Whether or not you need that will depend on where the world goes. A CDBC social-credit system world presents a lot of incentives to use something else.
And if you do need it, you need it ahead of time. Good luck trying to learn and set up networks from scratch when they are considered illegal etc.
In practice you need a bank account to use bitcoin, there's essentially nobody who uses bitcoin that doesn't have a bank account, so the "no intermediaries" thing isn't really meaningful, nobody cares about this.
[0]: https://www.bitcoin.com/get-started/how-to-locate-and-use-a-...
[1]: https://coingeek.com/localbitcoins-restricted-to-only-10-sta...
LocalBitcoins is not practical, nobody wants to meet up in the streets to trade cash for bitcoins.
The Canadian truckers didn't have bank accounts for a moment (maybe still ongoing). As financial prosecution, eventually algorithmically (have you seen on the threads on HN recently about people getting permabanned from various services for seemingly no reason?) ramps up, and CDBC rolls out...
There is no constitutional guarantee for the freedom to use payment networks so this inevitably will be used as leverage for compliance with anything governments/national banks want
It was Canadian truckers yesterday, Russians today - are we so naive to think it will be nobody tomorrow? Or are we ok with the exiling of people from society as long as its somebody we don't like?

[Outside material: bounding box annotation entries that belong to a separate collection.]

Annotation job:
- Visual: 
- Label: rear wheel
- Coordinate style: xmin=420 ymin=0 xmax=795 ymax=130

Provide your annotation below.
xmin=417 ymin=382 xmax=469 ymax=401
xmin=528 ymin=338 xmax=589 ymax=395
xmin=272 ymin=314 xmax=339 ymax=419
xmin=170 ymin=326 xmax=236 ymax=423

The people who hate the intermediaries are the sellers, because they don't like losing a small % of their sale to a payment processor. But sellers do not have the power to change this. They have to accept payment in whatever form customers are willing to provide it in. Customers aren't going to move away from PayPal and credit cards without a good reason, and so far crypto has failed to provide that reason.

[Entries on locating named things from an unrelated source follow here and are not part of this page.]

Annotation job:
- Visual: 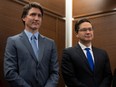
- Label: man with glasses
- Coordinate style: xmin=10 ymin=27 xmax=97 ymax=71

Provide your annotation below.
xmin=62 ymin=19 xmax=112 ymax=87
xmin=4 ymin=2 xmax=59 ymax=87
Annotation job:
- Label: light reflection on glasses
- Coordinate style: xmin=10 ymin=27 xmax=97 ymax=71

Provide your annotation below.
xmin=79 ymin=28 xmax=93 ymax=32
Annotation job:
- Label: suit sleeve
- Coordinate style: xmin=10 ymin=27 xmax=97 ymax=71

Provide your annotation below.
xmin=4 ymin=38 xmax=30 ymax=87
xmin=61 ymin=50 xmax=87 ymax=87
xmin=100 ymin=52 xmax=112 ymax=87
xmin=45 ymin=42 xmax=59 ymax=87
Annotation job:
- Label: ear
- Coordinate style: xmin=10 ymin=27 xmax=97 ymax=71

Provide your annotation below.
xmin=76 ymin=34 xmax=78 ymax=38
xmin=22 ymin=18 xmax=26 ymax=21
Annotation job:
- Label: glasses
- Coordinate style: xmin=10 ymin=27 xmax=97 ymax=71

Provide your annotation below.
xmin=79 ymin=28 xmax=93 ymax=32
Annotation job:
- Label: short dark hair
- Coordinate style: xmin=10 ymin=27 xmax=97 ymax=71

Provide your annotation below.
xmin=21 ymin=2 xmax=44 ymax=22
xmin=75 ymin=18 xmax=91 ymax=33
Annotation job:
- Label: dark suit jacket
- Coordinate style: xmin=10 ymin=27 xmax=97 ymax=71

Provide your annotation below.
xmin=4 ymin=32 xmax=59 ymax=87
xmin=62 ymin=45 xmax=112 ymax=87
xmin=112 ymin=69 xmax=116 ymax=87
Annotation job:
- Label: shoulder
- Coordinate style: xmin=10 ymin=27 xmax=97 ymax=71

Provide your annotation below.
xmin=7 ymin=34 xmax=21 ymax=40
xmin=40 ymin=35 xmax=54 ymax=42
xmin=92 ymin=47 xmax=107 ymax=54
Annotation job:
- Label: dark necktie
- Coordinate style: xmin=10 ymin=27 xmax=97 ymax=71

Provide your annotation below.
xmin=85 ymin=48 xmax=94 ymax=71
xmin=31 ymin=35 xmax=38 ymax=58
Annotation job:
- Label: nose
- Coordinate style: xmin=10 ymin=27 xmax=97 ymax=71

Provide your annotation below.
xmin=35 ymin=15 xmax=39 ymax=20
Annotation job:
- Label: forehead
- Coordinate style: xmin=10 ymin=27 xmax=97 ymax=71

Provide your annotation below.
xmin=28 ymin=8 xmax=42 ymax=14
xmin=80 ymin=22 xmax=92 ymax=28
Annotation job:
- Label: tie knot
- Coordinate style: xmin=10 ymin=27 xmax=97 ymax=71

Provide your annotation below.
xmin=85 ymin=48 xmax=90 ymax=51
xmin=31 ymin=35 xmax=37 ymax=40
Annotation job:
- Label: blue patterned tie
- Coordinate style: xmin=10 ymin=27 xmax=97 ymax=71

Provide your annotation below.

In general this is just an illustration of the racket between banks and card companies, since customers really only seek to pay using the payment options their bank provides upon opening an account, although I guess that's not a surprise given Visa started out under Bank of America[0].
If banks provided a crypto wallet that had all the benefits of regular accounts like direct deposit and FDIC insurance, which they might eventually do[1], I doubt many would hesitate to use it. The only barrier would be if using the crypto wallet presented a fee that Visa and the rest of the card industry loves to keep a secret by charging the merchant instead, with the merchant passing on those costs to the customer in the form of higher MSRPs.

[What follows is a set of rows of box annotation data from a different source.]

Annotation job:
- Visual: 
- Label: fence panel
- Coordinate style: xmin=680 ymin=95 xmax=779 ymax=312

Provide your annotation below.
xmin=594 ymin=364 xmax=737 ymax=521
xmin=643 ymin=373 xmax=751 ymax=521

0: https://minesafetydisclosures.com/blog/2019/5/29/part-l-a-hi...
1: https://www.federalreserve.gov/faqs/what-is-a-central-bank-d...
You're connecting to some nodes, right, to send the transaction? Those are intermediaries. Very very few holders of crypto run their own nodes, these days.
Well, you rely on a bunch of intermediaries, but the profit incentive outweighs the power of any large (but still minority) intermediary blocking specific transactions at will.